In September, however, the Angels don’t have time to wait. A former teammate seemed to suggest that they start using their bats to compensate for their arms. Killer instinct is the way Baylor put it. He also said: “When you’re a successful club, you’ve got to win two out of every three. Especially now.”

Angel Notes Don Baylor, who now has 79 RBIs despite missing about 100 at-bats because of his platoon status, is eligible for free agency when the season ends and said he does not expect to return to New York. “My next contract will probably be my last one,” he said. “I’m not going to end my career sitting on the bench and playing part time.” . . . Of his home run, Baylor said: “I really didn’t have time to think about the situation. He’s a power pitcher. I wasn’t going to look for a curveball. I looked for a fastball on the first pitch and got it.” . . . The Yankees are now 43-16 at home, where they play 23 of their last 34 games. . . . The Angels, who had lost, 10-4, Saturday, had won eight of the previous nine games that followed double-digit defeats. . . . Daryl Sconiers, sidelined by a wrist irritation, grounded out as a pinch-hitter in the eighth, his first appearance since July 7. . . . D.W. Smith, recalled from Edmonton Saturday, was called on to get the last out in the Yankee eighth.
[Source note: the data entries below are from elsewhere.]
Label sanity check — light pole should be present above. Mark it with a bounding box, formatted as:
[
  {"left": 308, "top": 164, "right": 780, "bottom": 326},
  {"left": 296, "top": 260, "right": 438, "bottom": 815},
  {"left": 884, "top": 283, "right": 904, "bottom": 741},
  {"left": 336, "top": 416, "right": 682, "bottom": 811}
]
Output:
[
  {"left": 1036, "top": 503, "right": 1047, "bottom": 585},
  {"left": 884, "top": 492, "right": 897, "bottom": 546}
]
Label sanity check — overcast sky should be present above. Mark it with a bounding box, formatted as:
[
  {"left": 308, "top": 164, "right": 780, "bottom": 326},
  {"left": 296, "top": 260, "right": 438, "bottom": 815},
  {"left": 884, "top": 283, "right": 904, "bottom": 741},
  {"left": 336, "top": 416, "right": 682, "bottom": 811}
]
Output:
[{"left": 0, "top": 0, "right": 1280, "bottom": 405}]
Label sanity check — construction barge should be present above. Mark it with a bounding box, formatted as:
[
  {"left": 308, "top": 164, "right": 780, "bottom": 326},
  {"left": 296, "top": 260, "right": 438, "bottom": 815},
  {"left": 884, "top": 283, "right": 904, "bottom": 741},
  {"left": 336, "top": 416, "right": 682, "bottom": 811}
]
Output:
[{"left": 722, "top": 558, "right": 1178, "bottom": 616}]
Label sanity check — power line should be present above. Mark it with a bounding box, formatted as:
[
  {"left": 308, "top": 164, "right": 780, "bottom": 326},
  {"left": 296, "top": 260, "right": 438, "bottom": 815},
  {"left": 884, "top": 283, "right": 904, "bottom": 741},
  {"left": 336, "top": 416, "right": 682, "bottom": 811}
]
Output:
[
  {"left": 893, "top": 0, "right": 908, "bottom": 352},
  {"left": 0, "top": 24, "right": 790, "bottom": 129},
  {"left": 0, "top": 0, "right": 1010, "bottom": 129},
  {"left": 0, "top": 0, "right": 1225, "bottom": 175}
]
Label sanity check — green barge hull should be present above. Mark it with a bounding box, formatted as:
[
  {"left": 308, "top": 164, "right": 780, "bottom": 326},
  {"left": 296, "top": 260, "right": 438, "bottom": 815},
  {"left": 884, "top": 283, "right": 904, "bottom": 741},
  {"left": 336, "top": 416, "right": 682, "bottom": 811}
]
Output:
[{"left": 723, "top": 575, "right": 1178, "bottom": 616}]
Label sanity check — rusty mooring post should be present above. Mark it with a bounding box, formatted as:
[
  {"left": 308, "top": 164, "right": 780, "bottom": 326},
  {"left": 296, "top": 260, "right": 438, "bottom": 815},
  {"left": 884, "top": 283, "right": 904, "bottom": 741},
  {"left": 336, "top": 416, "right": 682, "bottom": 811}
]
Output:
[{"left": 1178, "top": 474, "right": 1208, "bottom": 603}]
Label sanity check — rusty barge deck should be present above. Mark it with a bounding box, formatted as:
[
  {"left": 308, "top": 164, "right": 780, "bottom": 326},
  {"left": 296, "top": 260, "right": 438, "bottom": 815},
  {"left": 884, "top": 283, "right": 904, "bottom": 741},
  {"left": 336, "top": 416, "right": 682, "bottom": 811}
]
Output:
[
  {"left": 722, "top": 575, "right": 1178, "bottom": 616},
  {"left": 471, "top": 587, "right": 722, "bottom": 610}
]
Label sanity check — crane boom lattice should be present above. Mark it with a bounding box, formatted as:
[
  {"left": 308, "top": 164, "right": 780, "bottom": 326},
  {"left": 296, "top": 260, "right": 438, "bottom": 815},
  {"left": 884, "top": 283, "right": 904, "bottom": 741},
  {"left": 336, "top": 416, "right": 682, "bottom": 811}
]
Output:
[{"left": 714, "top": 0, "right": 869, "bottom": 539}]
Willie Randolph bunted safely but was thrown out attempting to steal second. . . . Doug DeCinces, who has failed to start the last 14 games, continued to encounter back stiffness, but participated in fielding and batting practice, his most vigorous workout since the lastest siege of back spasms. “He’s dying to get back in,” Manager Gene Mauch said. “And he probably has designs on tomorrow. I’m not ruling it out. He may make it.”